In the rapidly evolving world of Artificial Intelligence (AI) and Machine Learning (ML), staying ahead of the curve is crucial, especially in sectors as critical as healthcare. The Food and Drug Administration (FDA) has recognized this need and is actively guiding the integration of these technologies into healthcare through its Total Product Lifecycle (TPLC) approach. Today’s blog post is a look at some of the actionable steps Product Managers can take when incorporating AI/ML into digital health, biopharma, or medical device products in order to speed the product to market..

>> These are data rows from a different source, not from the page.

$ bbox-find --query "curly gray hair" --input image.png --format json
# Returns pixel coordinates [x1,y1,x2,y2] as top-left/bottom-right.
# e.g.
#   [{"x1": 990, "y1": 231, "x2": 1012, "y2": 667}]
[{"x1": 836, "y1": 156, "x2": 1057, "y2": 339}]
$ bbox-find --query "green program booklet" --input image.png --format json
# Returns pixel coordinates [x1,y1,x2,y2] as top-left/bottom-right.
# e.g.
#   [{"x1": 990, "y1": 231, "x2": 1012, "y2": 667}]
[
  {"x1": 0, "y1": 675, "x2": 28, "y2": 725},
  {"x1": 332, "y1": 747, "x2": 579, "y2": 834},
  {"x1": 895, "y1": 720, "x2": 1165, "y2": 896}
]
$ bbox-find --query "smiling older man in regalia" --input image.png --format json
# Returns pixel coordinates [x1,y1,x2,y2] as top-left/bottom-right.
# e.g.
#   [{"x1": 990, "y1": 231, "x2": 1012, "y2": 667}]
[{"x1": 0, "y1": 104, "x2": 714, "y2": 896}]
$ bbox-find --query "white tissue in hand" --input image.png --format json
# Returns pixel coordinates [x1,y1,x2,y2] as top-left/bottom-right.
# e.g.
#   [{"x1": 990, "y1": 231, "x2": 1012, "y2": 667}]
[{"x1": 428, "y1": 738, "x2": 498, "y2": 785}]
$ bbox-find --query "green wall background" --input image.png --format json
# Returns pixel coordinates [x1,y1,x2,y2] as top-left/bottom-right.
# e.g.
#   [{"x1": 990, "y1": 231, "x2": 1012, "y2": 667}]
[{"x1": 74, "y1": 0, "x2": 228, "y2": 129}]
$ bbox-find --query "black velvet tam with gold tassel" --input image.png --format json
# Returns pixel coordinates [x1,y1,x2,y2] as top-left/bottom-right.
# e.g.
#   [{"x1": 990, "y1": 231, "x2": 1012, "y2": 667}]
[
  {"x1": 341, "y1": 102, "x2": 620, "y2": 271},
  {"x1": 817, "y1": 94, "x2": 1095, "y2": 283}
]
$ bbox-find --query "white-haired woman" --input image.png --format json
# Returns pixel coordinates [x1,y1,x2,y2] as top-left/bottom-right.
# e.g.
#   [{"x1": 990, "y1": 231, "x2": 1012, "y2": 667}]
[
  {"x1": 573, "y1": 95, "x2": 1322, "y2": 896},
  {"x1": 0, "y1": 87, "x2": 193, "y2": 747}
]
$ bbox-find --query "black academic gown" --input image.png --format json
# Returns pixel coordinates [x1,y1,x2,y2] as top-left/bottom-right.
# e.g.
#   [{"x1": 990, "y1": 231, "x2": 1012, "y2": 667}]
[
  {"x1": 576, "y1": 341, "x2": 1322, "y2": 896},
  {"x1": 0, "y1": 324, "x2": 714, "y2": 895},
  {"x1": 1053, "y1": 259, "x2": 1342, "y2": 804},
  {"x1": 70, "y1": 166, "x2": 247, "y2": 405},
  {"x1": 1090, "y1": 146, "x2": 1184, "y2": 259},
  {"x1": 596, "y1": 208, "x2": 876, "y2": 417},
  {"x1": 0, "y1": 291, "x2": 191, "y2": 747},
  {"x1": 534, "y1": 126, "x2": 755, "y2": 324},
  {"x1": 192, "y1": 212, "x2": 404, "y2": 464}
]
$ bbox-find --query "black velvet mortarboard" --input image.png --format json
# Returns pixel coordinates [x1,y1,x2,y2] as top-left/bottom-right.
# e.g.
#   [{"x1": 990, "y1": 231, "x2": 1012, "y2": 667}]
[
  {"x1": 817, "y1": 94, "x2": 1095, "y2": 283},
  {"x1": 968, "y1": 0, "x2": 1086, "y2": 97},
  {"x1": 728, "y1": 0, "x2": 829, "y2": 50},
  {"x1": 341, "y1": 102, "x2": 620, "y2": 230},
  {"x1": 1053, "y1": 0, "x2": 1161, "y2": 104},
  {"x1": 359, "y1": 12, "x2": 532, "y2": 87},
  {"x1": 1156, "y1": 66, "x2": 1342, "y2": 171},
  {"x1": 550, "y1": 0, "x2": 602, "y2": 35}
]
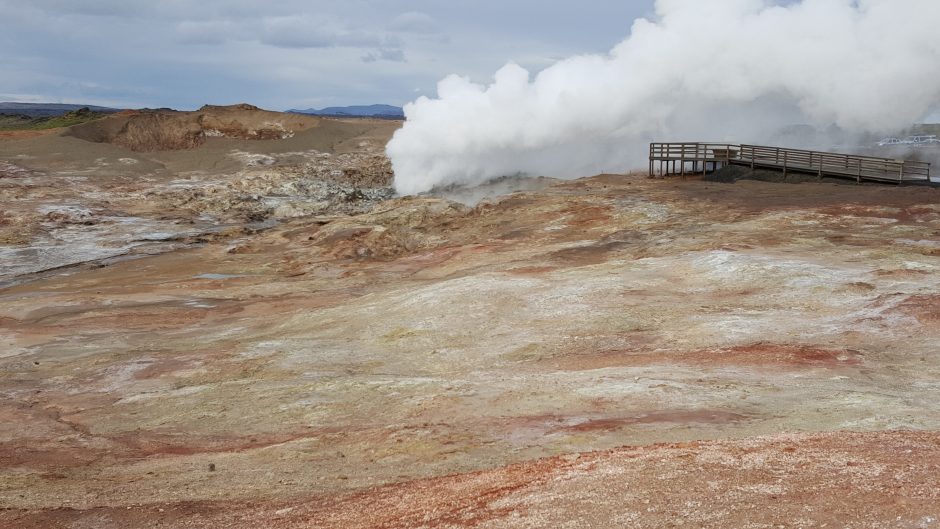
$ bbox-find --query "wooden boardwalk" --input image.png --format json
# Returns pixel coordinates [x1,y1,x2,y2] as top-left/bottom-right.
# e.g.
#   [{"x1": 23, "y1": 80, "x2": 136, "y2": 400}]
[{"x1": 650, "y1": 143, "x2": 931, "y2": 184}]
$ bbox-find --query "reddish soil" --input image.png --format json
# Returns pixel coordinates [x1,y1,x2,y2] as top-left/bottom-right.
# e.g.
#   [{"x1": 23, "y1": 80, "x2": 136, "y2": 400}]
[{"x1": 0, "y1": 432, "x2": 940, "y2": 529}]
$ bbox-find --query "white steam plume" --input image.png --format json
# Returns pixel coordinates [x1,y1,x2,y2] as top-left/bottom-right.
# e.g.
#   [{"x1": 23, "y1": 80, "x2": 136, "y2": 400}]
[{"x1": 388, "y1": 0, "x2": 940, "y2": 194}]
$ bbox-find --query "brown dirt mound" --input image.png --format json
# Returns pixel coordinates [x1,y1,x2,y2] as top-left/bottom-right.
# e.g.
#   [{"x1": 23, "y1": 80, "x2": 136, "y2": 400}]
[{"x1": 66, "y1": 104, "x2": 320, "y2": 152}]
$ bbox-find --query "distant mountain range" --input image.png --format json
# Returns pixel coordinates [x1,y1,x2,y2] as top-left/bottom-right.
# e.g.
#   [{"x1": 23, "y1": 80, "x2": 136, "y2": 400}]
[
  {"x1": 0, "y1": 103, "x2": 121, "y2": 118},
  {"x1": 288, "y1": 105, "x2": 405, "y2": 119}
]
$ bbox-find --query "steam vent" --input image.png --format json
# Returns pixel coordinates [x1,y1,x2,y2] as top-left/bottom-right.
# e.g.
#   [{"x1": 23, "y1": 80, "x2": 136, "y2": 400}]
[{"x1": 0, "y1": 0, "x2": 940, "y2": 529}]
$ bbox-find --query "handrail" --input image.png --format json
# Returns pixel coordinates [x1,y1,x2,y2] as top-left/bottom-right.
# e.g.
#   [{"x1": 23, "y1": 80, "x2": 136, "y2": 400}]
[{"x1": 650, "y1": 142, "x2": 931, "y2": 182}]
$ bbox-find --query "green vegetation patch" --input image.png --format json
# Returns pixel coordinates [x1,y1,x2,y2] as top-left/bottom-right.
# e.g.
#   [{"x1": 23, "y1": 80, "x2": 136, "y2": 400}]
[{"x1": 0, "y1": 108, "x2": 108, "y2": 130}]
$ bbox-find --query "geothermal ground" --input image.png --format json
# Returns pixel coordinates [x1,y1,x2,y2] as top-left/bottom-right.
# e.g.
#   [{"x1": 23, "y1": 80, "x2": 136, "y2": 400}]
[{"x1": 0, "y1": 108, "x2": 940, "y2": 529}]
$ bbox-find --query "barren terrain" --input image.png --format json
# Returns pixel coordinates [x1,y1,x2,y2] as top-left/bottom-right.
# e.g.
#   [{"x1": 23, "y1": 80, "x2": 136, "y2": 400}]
[{"x1": 0, "y1": 108, "x2": 940, "y2": 528}]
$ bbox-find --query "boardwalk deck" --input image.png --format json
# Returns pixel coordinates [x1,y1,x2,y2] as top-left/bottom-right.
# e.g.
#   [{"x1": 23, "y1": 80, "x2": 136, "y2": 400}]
[{"x1": 649, "y1": 142, "x2": 931, "y2": 183}]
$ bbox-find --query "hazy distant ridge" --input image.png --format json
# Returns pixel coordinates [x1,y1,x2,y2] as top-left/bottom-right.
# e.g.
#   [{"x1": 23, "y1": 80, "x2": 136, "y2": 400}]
[
  {"x1": 0, "y1": 102, "x2": 121, "y2": 118},
  {"x1": 288, "y1": 105, "x2": 405, "y2": 119}
]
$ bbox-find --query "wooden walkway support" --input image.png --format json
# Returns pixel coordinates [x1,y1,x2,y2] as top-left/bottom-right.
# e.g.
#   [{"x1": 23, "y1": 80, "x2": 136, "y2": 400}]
[{"x1": 650, "y1": 142, "x2": 931, "y2": 184}]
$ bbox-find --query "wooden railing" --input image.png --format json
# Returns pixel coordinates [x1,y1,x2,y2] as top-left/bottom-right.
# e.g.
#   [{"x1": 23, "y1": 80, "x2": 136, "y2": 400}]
[{"x1": 650, "y1": 142, "x2": 930, "y2": 183}]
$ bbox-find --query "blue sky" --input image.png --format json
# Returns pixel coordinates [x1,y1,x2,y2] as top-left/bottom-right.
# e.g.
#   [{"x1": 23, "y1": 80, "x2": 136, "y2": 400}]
[{"x1": 0, "y1": 0, "x2": 653, "y2": 110}]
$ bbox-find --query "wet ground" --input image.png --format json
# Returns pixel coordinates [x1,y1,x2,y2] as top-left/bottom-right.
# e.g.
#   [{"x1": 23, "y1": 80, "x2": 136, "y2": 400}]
[
  {"x1": 0, "y1": 167, "x2": 940, "y2": 527},
  {"x1": 0, "y1": 113, "x2": 940, "y2": 528}
]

Our journey begins with a visual representation of FDA’s Good Machine Learning Practices, a comprehensive guide to understanding the various facets of implementing AI/ML solutions in healthcare and what bar the regulator is setting in order sell your product. From the foundational aspects of data quality to the complexities of real-world performance monitoring, the mind map meticulously details each step in the lifecycle of AI/ML products under the FDA’s oversight.



The TPLC approach by the FDA doesn't just focus on the initial stages of product development and market entry; it encompasses the entire spectrum of a product's life. It includes pre-market activities, rigorous post-market surveillance, and continuous updates in response to emerging data and technological advancements.

What is a product manager who is incorporating AI/ML technologies into digital health, biopharma, or medical device products to consider when looking at potential opportunities? 

  • Ensure the data used for training and validating AI/ML models is high-quality, diverse, and representative. Be sure to document the rationale of why these data are being used.
  • Develop AI/ML systems that are transparent and explainable, both to comply with regulatory requirements and to gain trust from users and stakeholders. 
  • The Data & Trust Alliance has proposed eight standards on metadata source, legal rights, privacy & protection, generation date, data type, generation method, intended use and restrictions and lineage. Each metadata field has associated values. This can be a great starting point.
  • Collaborate with healthcare professionals to ensure clinical relevance and accuracy. Validate the clinical efficacy of the AI/ML application through rigorous testing.
  • Ensure the AI/ML system can integrate seamlessly with existing healthcare IT ecosystems, such as Electronic Health Records (EHRs).
  • Consider standards and protocols for data exchange and system integration.
  • Plan for scalable deployment, including handling increased data loads and maintaining performance.
  • Communicate the benefits and limitations of the technology clearly to all stakeholders.
  • Be prepared to update and refine the AI/ML model as new data becomes available.
  • Develop robust contingency plans for possible technical or clinical failures.


Obviously there are a boatload of other security, privacy, regulatory, and engineering concerns to navigate, but by keeping Product focused on providing a high quality experience to the end user by providing an accurate result, you can accelerate your time to market.